While loneliness is inescapable, it does not mean that when we experience it, or feel it ‘coming’ that we just wait and embrace the pain until ‘it’ decides to leave us. People have developed various ways of coping with loneliness; learning to either avoid it or better cope with it. The book lists variety of successful methods to reduce the pan of loneliness, and some ways to reduce the probability of it happening.
You can hardly think of two more unconnected [even contradictory] words than love, the feeling that is so wonderful, and loneliness – the wretched pain that is part of feeling alienated and alone. Research indicates that there may be a variety of instances, and situations, where one partner of an intimate connection feels lonely, despite their love for their partner, or maybe sometimes because of it. We take a look at this puzzling phenomenon and explain it.
Various components that relate to the development and promotion of intimate relationships are reviewed. We discuss what to watch for and how to know when the relationship is not doing well, due to loneliness. Loneliness can either be essential, meaning that one of the partners brings it with him or her to the relationship, or the relationship can produce transient, reactive loneliness because it falls short of what one or both partners need and yearn for.
Ending the book is a chapter on what to do when we face difficulties in our relationships.
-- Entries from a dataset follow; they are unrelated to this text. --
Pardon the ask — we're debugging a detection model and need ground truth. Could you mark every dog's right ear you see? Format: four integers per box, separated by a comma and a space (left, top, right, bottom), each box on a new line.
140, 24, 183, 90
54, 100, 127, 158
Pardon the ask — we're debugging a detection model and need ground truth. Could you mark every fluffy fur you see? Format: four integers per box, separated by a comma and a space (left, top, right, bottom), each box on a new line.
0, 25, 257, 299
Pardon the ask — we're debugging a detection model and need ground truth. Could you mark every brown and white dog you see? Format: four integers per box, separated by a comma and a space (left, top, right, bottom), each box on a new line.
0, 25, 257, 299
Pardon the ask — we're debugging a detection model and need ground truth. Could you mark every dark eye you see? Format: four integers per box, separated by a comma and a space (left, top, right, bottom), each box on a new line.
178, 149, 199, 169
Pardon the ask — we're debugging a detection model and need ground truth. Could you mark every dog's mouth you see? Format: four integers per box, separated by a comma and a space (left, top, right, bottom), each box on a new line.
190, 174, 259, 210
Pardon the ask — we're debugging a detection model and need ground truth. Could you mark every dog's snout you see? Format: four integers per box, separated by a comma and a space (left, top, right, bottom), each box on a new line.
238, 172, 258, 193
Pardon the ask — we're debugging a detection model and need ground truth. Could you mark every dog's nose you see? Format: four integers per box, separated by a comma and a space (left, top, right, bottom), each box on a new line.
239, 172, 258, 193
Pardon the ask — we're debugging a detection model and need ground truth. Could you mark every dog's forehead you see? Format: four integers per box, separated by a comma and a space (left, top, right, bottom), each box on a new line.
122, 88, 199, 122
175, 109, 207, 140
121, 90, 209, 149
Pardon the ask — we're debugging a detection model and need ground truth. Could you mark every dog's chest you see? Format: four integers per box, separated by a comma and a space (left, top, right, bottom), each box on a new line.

As the title Loneliness and Love implies, we consulted resources that describe marriage enrichment courses, and included many techniques that we could utilize to better our relationship with our spouse, enrich our already good relationship, and if needed, ‘fix’ wounded or broken relationships.
An easy and interesting read, written in everyday language, and is geared for anyone who one time or another may experience loneliness and been in love.